- Developer: Anegar Games
- Publisher: Anegar Games
- Platform: Windows
- Release: June 19, 2024
- Genre: 3D platformer
- Modes: Single-player, multiplayer

= Chained Together =

2024 video game

Chained Together is a 2024 3D platformer game developed and published by Anegar Games. Connected by a chain, players must cooperate to escape hell. Released on June 19, 2024, the game has garnered a positive reception for its gameplay.

== Gameplay ==
In Chained Together, up to four players are connected by a chain and must reach the top of the map to escape hell. Throughout the game, players can find ten power-ups called Wings that allow them to recover from falling. Players may choose a hard mode, where lava constantly rises, or an easy mode, where there are checkpoints. A single-player mode is available. The game was released on June 19, gaining 80,000 players within its first week of release.

== Reception ==
Cass Marshall of Polygon compared the game to QWOP, Getting Over It, and Only Up!, adding that the multiplayer element built teamwork. GamesRadars Kaan Serin commented that the chains made the game "stand apart". Brendan Caldwell, Edwin Evans-Thirlwell, and Nic Reuben of Rock Paper Shotgun praised the challenge of keeping a strong team.
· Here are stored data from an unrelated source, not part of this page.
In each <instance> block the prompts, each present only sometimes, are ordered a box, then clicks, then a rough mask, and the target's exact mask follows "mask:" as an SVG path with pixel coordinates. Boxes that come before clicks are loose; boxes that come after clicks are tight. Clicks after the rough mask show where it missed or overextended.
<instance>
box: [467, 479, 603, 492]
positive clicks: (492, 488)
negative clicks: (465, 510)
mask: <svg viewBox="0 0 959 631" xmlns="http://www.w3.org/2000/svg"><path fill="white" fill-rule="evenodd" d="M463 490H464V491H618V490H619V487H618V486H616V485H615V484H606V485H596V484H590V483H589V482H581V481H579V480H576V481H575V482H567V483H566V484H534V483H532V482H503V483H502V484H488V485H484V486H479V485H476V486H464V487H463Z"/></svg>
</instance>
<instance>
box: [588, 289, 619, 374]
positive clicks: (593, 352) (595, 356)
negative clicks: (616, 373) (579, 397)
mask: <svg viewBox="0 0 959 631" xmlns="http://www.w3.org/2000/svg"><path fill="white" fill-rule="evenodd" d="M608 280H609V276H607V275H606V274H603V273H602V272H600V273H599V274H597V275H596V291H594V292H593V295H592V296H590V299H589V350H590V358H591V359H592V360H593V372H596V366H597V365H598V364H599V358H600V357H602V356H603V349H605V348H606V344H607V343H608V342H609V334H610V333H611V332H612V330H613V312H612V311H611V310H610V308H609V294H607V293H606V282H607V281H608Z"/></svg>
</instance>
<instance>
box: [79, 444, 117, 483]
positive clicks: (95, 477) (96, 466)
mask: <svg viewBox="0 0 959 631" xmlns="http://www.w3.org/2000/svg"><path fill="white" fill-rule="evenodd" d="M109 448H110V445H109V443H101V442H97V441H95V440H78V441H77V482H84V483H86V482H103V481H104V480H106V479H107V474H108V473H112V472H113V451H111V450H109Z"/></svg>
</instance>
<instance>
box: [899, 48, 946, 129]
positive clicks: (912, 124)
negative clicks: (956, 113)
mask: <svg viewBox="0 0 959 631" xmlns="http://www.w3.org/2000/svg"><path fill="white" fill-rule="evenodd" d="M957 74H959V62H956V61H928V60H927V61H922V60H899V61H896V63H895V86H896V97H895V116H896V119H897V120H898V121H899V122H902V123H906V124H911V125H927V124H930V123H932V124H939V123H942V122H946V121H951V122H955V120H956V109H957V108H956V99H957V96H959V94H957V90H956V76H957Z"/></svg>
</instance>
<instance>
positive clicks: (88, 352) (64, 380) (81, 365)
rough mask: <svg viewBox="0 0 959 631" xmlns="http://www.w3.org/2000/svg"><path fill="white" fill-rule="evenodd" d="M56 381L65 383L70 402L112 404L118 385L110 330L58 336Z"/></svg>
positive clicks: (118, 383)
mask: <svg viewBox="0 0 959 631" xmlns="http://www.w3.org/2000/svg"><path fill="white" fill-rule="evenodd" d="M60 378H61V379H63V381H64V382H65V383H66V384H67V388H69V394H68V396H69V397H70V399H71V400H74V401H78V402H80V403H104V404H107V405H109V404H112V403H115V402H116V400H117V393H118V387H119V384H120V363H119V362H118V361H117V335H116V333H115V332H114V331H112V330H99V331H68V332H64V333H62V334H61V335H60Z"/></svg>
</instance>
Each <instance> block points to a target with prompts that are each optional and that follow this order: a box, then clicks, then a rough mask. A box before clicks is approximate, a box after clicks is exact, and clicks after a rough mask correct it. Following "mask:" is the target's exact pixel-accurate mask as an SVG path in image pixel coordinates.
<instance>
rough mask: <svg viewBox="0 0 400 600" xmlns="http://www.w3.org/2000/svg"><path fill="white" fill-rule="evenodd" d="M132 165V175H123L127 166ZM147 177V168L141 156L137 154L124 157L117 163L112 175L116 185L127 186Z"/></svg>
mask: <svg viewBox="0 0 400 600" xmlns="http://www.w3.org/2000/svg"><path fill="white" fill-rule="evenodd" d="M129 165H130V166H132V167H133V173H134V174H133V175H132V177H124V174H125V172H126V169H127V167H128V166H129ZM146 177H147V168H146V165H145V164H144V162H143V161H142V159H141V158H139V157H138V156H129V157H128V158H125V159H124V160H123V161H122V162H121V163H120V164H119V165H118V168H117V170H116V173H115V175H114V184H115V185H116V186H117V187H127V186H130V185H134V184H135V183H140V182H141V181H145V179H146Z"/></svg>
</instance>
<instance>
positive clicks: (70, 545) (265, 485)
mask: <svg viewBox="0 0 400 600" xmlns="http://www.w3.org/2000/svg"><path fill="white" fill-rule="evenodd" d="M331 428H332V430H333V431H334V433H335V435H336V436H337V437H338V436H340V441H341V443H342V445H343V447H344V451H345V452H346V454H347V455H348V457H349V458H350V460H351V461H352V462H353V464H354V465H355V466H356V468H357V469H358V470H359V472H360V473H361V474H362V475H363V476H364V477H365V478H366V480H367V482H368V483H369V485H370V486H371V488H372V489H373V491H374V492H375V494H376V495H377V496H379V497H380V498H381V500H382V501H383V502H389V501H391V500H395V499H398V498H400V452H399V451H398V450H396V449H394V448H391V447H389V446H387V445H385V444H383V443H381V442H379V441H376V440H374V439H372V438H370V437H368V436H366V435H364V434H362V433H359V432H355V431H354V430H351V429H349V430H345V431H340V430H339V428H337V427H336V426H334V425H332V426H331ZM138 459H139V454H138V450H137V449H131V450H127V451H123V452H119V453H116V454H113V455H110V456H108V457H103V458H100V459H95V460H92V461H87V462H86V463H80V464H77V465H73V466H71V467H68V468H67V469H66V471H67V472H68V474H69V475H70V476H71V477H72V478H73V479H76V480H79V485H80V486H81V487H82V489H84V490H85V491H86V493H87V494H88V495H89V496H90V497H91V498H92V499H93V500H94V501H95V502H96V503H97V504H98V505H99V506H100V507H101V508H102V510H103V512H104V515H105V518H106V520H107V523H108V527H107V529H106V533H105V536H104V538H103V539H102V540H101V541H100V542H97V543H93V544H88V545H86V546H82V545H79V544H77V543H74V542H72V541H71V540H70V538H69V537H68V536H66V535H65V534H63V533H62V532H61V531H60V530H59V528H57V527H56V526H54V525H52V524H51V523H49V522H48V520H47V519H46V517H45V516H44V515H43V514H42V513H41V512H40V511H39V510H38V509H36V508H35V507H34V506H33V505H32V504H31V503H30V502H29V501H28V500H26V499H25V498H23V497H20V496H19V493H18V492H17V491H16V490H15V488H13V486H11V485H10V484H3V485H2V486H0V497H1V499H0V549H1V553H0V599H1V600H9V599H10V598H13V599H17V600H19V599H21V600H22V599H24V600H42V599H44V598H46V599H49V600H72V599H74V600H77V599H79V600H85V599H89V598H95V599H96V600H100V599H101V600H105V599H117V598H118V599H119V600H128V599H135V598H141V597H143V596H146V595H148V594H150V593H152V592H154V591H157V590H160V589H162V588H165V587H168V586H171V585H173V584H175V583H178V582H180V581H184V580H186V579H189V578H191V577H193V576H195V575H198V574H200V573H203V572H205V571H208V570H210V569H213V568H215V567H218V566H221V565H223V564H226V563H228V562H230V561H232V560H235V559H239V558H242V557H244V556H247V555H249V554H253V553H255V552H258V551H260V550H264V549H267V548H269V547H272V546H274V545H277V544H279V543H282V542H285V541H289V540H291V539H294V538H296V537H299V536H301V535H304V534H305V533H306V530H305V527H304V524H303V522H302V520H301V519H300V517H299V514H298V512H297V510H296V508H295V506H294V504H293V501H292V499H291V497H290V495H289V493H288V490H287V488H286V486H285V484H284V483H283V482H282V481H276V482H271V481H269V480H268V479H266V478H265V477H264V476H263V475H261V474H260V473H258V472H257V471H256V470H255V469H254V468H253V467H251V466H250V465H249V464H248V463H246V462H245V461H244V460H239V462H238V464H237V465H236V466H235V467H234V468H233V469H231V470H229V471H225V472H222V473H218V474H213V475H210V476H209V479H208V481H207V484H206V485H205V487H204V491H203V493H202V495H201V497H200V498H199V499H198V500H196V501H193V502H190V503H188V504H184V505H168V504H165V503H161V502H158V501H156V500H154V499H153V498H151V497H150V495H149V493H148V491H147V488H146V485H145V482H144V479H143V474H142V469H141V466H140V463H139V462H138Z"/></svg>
=== Awards and nominations ===

| Year | Ceremony | Category | Result | Ref. |
|---|---|---|---|---|
| 2024 | Golden Joystick Awards | Streamers' Choice Award | Won |  |
| 2024 | The Streamer Awards | Stream Game of the Year | Won |  |

== Film adaptation ==
In November 2025, Anton Studios was reported to be developing a film adaptation of the video game, with Cory Todd Hughes and Adrian Speckert writing.